Yalçın kayalara vurup vurup parçalanan, parçalandıkça hırçınlaşan, hınçlanan, köpüren derenin yanına iniyorum. Adına Göksu diyorlar. Ne kadar da doğru; gök bu suda akıp gidiyor çünkü. Bulutlar, kavak ağaçları, yüksekte uçan kara kuşlar hep bu suda buluşuyorlar. Alabalıklar bulutların yansıdığı suda, bulutların arasından sıçrıyor bazen. Bu tablonun içine kendimi koyacakken, kasketi yan yatmış Hasip Amca, "kar suyudur, içilir" diyor.

"Köyde evlerde su yok, çeşmeler gürül gürül akıyor amca."

"Köyümüzün her yanı su. Ama evler kırılıyor susuzluktan. Devlet, gelip görse hemen yapacak ama yolu buraya düşmez büyüklerin."

" Siz dere suyunu içer misiniz gerçekten!"

"Bir susuz kal, gör içini neyle serinletirsin. Senin dere suyu dediğin bizim can suyumuzdur."

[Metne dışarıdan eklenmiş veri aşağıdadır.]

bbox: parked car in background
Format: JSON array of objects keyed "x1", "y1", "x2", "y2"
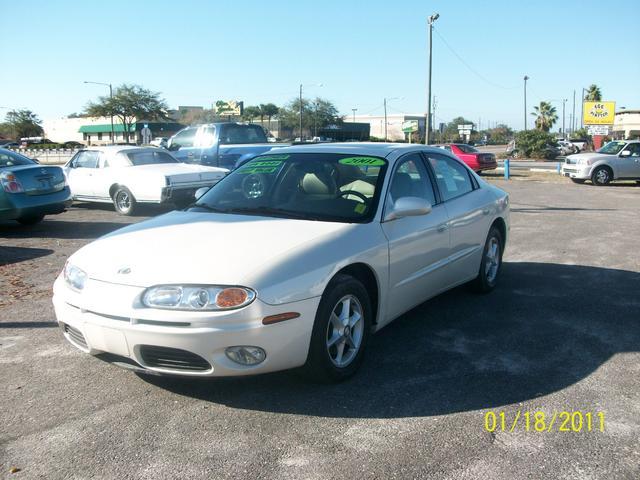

Hasip Amca yoluna devam ediyor, gözüm minik bir kıza takılıyor birden.

Gülşen'in hayali
Gülşen'miş adı, bizi seyredermiş meğerse... Bu köyün çocukların gözlerinde korku var, yabancıdan çekinme var ama merak da var. Gülşen de ürkek ürkek bakıyor. Elindeki minik ibriğe, dağdan gelen, çeşmede akan suyu doldurmuş eve dönüyor. Yanakları al al. Mavi naylon ayakkabısının içine giydiği kırmızı çorapları kadar al...

Gülşen pek konuşmuyor, ilkokul bire gidiyor, inekleri otlatıyor, bazen de dere kenarında annesiyle birlikte çamaşır yıkıyor. Bir gün babası büyük şehre onu da götürecek diye bekliyor.

Kiraz dut, elma, armut ağaçlarının gölgesinde sürüp gidiyor yaşam. Toros Dağı'nın eteklerinde kurulu minik bir köy burası. Adı Dumlugöze. Kimi evler kayalıklar arasında, kimileri bahçe ortasında. İnekler, eşekler, keçiler biraz da tavuk var patika yollarda. Köylü ekip biçtikleriyle geçinip gidiyor.

Ve zaman sanki her yerdekinden daha yavaş akıyor burada.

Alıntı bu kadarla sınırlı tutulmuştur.